If American Representative Todd Akin and his ilk wrote anatomy books, the female reproductive system would be labeled like this:
Yes ladies, if you haven’t already heard, this man recently went on American television to talk about how female body parts can shut down and prevent a woman from getting pregnant when she is being “legitimately raped”. In other words, every woman who does get pregnant as a result of rape, welcomed the sexual assault, and therefore does not deserve the rights to an abortion. He even claimed to have evidence for this, which Jodi Jacobson, editor of Reality Check later traced it to John Wilke, a founder of the “Pro-Life” Movement. This extremely maddening and thoughtless comment from Akin was met with enthusiastic criticism from all feminist quarters.
But what is truly scary here is the rise of junk science: a new and more dangerous avatar of old wives tales. Unlike stigmatizing myths, which are based on religious dogma, junk science latches on to “studies,” and come with endorsements from “doctors” and “scientists.” As the world tries to wrestle away from dogma, and find reason in science, anti-choice activists somehow find it amusing to spread their old lies using these “scientific” theories.
Yes, it is amusing, and I am totally in support of circulating funny blogs and images, and laugh at the likes of Akin. At the same time, I am proud of the feminist community for standing up, and refusing to take this misogynist view of sexual assault. In fact, as Soraya Chemaly writes in her article for the Huffington Post, “this is not a war on women, it is a war on critical thinking and democracy.”
With the explosion of social media and blogging, junk science is not just a concern for the U.S., but for the whole world. As Inna wrote in her blog earlier this week, or as Prabha Nagaraj of TARSHI wrote for us, men and women in Asia are increasingly looking online for information on sex, sexuality and other reproductive health issues, like contraception, pregnancy and abortion. Many of these people live in countries where they cannot discuss sex openly, and so could be easily deceived by theories that claim to be based on sound science. While Todd Akin’s statement will strike most people as a stretch, websites on abstinence education, withdrawal before ejaculation etc. spread seemingly plausible tales on safe sex. Such information could be extremely dangerous and result in several unwanted pregnancies. Just as scary is junk science on abortions whether they are meant to make a woman feel guilty (like Akin’s tale on legitimate rape), or meant to scare a woman (like websites falsely claiming that even safe abortions lead to complications).
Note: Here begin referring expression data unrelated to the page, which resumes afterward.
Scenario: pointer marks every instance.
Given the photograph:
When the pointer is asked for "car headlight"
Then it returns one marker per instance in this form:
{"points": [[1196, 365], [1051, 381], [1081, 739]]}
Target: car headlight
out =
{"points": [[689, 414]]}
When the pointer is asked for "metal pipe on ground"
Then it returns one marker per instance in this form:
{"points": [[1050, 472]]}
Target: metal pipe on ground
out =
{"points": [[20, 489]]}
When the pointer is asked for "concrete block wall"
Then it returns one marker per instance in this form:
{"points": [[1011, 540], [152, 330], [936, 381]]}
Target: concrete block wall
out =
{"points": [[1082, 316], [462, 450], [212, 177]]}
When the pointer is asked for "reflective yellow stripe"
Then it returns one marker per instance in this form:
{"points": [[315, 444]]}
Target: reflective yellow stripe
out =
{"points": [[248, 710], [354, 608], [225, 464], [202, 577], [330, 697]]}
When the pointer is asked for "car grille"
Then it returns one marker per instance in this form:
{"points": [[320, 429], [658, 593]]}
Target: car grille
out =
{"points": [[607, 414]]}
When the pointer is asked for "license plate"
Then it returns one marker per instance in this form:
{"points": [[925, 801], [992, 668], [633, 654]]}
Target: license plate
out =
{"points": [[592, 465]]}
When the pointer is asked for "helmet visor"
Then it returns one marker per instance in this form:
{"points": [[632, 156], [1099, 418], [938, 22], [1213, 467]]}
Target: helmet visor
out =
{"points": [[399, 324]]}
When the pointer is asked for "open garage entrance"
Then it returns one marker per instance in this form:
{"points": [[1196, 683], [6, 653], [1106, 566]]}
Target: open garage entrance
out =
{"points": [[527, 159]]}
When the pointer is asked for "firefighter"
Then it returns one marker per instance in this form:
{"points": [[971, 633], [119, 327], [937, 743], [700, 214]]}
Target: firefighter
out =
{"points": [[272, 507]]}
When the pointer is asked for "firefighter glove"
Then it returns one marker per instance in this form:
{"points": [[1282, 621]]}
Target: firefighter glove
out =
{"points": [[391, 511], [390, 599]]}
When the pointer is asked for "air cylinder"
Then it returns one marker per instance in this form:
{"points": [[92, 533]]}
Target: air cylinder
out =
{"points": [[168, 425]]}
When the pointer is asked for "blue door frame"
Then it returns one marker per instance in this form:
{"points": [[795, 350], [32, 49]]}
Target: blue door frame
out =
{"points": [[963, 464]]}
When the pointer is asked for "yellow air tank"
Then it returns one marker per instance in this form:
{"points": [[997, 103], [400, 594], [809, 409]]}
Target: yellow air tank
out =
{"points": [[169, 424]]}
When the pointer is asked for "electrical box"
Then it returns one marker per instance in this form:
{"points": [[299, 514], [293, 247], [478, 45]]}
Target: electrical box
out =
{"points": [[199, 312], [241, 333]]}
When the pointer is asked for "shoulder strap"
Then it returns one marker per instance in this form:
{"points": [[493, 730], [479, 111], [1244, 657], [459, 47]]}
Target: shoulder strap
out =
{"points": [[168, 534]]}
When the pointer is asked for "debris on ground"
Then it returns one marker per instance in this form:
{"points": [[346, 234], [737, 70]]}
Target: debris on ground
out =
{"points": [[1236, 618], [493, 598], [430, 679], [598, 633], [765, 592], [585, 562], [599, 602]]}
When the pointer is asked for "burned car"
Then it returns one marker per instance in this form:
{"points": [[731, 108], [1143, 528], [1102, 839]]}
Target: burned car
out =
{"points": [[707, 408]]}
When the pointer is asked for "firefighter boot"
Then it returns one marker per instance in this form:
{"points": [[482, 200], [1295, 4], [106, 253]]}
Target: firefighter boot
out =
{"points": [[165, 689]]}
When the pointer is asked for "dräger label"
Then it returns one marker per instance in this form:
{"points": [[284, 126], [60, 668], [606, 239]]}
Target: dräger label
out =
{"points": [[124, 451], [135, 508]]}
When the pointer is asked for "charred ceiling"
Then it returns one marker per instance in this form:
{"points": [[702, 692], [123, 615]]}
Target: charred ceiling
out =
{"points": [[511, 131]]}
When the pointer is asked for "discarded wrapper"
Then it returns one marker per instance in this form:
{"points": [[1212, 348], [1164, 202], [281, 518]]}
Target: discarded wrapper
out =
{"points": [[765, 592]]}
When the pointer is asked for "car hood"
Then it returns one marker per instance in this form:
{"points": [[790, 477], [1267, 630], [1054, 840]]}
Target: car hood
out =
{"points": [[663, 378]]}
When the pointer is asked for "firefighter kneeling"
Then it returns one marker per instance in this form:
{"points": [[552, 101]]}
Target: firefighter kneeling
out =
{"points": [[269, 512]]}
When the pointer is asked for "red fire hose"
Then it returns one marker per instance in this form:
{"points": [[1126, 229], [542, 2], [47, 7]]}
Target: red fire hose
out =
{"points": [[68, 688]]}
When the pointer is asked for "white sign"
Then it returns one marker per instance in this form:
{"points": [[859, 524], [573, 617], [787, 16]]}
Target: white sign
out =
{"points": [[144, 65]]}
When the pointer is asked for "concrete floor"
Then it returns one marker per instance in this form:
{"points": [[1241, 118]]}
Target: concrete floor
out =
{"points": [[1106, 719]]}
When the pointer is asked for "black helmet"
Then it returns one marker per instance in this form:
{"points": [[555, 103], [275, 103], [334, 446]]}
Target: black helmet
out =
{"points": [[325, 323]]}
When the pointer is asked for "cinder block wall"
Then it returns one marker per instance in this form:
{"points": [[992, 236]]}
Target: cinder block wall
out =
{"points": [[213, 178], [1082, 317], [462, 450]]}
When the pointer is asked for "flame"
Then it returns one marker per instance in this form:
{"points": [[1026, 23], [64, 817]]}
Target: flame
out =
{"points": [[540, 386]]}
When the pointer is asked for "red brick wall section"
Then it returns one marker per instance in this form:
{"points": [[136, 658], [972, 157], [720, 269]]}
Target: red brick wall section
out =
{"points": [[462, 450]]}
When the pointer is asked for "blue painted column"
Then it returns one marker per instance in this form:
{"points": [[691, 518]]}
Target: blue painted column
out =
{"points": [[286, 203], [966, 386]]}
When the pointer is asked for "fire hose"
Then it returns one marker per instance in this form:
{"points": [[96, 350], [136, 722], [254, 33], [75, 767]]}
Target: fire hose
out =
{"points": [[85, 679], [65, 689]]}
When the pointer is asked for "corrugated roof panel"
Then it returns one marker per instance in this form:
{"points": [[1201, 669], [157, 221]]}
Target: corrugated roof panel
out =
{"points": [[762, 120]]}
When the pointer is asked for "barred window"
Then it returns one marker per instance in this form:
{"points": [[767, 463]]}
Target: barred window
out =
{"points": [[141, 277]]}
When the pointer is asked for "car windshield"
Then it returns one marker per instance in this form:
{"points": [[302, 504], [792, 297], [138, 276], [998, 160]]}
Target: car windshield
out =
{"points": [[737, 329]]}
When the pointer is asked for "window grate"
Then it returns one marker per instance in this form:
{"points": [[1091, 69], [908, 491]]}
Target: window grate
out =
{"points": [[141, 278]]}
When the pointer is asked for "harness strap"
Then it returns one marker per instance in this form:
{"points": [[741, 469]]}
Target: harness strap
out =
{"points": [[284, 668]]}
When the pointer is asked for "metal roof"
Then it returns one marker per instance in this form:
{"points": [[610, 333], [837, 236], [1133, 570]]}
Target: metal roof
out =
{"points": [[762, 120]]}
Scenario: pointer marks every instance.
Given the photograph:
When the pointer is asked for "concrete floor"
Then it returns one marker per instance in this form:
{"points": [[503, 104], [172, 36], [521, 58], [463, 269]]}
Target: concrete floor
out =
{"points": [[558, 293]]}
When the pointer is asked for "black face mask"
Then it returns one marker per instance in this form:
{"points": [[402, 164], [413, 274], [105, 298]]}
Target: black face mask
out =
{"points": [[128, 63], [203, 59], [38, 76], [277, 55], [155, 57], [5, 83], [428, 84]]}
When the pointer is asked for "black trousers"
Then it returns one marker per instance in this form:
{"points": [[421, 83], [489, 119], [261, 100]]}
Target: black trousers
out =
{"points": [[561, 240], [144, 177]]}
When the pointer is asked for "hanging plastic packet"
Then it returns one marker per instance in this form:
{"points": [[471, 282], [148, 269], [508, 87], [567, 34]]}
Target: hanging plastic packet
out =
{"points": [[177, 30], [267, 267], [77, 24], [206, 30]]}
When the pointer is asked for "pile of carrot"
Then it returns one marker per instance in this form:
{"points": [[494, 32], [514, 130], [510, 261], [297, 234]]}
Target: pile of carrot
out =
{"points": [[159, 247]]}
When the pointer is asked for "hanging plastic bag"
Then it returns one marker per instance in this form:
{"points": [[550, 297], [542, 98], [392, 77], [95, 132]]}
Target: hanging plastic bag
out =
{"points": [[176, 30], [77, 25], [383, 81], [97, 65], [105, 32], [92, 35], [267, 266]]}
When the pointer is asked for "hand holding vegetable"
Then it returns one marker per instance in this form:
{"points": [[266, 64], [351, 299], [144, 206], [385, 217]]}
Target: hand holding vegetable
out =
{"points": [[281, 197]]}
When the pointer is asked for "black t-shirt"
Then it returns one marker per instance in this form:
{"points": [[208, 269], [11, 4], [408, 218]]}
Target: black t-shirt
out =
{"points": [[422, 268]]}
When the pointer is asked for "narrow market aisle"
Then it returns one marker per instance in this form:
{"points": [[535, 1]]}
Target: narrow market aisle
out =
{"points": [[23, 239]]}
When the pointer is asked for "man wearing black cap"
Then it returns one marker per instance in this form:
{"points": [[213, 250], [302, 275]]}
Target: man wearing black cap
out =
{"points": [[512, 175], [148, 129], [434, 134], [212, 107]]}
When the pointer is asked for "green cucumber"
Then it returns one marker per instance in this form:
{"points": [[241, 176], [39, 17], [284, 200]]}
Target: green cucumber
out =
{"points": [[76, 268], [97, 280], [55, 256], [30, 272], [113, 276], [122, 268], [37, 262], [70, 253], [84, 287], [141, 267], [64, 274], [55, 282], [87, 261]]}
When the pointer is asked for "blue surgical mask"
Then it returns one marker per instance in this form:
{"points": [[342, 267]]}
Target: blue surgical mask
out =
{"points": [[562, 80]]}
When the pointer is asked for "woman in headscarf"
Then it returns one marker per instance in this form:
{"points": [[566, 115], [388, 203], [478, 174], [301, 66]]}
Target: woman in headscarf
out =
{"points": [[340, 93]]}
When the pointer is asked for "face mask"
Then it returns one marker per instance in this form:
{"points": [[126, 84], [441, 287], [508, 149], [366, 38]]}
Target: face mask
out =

Another obvious problem with junk science is that is aims to legitimizes extremely misogynist statements, and seeks to validate traditional notions of gender roles. The ticking biological clock, which is supposed to make every woman want to have babies is one such claim.Also, junk science seems to embolden politicians, and seems to make them think that a liberal audience will now support their restrictive legislations.
As the American Philosopher of Science, Thomas Kuhn wrote even real scientific theories have a shelf life. Any theory has to be contextualized and understood as being accurate only until a more appropriate theory replaces it. So, it is very important to teach young people worldwide that what matters is not what people think our bodies were intended to do, but what we intend to do with them. The right kind of information therefore should empower young people, and help them make safe choices– not restrict them, scare them or block their access to health services.
In fact, one outraged tweeter responded to Akin very accurately:
The whole abortion/rape debate is not about babies. It is about controlling women’s bodies, opportunities, and career options.
It is also about men terrified of women’s sexuality, and the control they can now exert over their own bodies and hence lives!
As junk science rears its ugly head, it is important to begin disseminating accurate information with equal vigor. Increasing access to accurate information, and dispelling false notions about our bodies, our basic biology, and our identities is the most important means of securing our reproductive rights.